Bereits letzten Winter wurde mit einem Softwareupdate das Laufen auf den Strecken von Zwift eingeführt. Mittels geeigneter Sensoren kann man so - beispielsweise auf einem Laufband - seine Kilometer auf Watopia oder quer durch London abspulen. Ich hab diesen Teil von Zwift noch nie ausprobiert, kann daher keine persönliche Einschätzung über Wert und Sinn abgeben. Der "Run" darauf dürfte aber nicht allzu groß sein, einen Läufer im Spiel zu entdecken ist mit dem Fund eines vierblättrigen Kleeblatts zu vergleichen. 

Allerdings wurden auch in diesem Beriech zahlreiche Neuerungen und Ergänzungen vorgenommen, die ich hier natürlich nicht vorenthalten möchte:

  • Anzeige der aktuellen Pace und der Durchgangszeiten
  • Unterstützung von Foot Pods und weiteren Sensoren von Drittanbietern
  • Achievements - analog zu denen beim Radfahren - wurden hinzugefügt
  • Individualisierung des Avatars
  • Levelanstieg bis Level 10 und Freischaltung von Belohnungen
  • Lauftrainings analog den Workouts beim Radfahren

Plattformen

Zwift läuft derzeit auf sämtlichen Desktoprechnern.

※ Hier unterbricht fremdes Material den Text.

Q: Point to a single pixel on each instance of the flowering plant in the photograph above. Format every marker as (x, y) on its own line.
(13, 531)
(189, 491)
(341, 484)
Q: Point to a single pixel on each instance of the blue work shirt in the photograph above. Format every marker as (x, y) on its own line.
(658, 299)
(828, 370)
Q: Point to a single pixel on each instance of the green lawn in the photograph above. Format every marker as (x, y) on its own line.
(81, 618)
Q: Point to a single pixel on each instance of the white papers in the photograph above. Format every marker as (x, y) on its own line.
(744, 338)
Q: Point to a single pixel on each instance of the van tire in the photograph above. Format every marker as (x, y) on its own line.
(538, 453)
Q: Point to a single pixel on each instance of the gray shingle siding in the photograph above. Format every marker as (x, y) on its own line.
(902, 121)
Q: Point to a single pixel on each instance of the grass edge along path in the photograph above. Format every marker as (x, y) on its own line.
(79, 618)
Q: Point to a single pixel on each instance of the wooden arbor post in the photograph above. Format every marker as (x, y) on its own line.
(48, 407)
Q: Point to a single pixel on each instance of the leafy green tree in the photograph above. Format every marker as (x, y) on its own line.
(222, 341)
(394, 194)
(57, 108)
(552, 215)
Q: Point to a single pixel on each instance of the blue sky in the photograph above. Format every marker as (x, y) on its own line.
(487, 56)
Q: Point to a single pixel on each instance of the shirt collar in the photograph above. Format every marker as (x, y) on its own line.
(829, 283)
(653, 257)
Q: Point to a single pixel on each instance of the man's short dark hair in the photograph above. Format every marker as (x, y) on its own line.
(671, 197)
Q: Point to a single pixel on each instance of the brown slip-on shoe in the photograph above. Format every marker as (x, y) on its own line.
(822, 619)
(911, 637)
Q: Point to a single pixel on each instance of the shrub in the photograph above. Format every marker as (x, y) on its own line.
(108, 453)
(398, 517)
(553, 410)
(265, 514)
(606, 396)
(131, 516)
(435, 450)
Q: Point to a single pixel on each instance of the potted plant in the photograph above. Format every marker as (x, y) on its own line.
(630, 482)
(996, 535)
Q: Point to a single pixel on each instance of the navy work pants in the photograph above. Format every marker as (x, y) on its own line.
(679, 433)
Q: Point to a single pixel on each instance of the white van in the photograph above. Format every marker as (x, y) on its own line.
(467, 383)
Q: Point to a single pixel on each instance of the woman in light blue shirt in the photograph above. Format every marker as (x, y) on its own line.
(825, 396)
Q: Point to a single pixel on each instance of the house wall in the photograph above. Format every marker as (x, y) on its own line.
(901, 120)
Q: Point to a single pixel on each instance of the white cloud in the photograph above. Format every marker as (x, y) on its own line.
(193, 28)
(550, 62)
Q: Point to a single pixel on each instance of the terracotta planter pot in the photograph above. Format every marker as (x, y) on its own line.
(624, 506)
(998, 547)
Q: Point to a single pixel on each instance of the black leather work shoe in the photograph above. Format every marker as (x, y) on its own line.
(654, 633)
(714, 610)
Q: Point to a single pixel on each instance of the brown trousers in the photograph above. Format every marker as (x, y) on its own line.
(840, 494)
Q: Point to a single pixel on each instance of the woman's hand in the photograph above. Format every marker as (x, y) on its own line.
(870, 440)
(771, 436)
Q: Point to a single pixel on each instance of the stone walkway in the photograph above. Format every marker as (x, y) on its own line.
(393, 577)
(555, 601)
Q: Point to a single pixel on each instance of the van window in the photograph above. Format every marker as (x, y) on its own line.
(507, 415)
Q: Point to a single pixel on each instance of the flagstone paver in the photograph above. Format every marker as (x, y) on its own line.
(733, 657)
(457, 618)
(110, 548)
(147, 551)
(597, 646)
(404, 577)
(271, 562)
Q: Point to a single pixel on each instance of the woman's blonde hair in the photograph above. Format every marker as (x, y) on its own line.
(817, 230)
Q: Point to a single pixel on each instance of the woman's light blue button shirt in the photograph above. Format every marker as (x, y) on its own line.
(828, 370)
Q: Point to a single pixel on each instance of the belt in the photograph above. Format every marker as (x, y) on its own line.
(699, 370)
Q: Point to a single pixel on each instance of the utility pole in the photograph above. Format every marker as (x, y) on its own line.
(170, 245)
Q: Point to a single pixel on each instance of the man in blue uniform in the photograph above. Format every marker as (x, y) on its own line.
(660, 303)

Die oben angeführt Mobile Link App gibt es sowohl für iOS als auch für Android.

Ausschließlich für iOS gibt es außerdem eine mobile Version - diese kann auf iPhones und iPads installiert und benützt werden. Hier ein kurzer Beitrag zur iOS-Version von Ende 2016. Diese mobilen Apps von Zwift haben grundsätzlich den gleichen Leistungsumfang wie die Desktopversionen, allerdings dauert es manchmal etwas länger, bis Softwareupdates auch auf den mobilen Endgeräten entsprechend umgesetzt wurden. Es kann daher sein, dass (noch) nicht alle der in diesem Artikel angeführten Neuerungen umgesetzt sind.

Eine mobile App für Android ist laut den Machern in Entwicklung und steht derzeit bei rund 70%. Außerdem läuft derzeit ein Beta-Test für eine Zwift-Version auf AppleTV.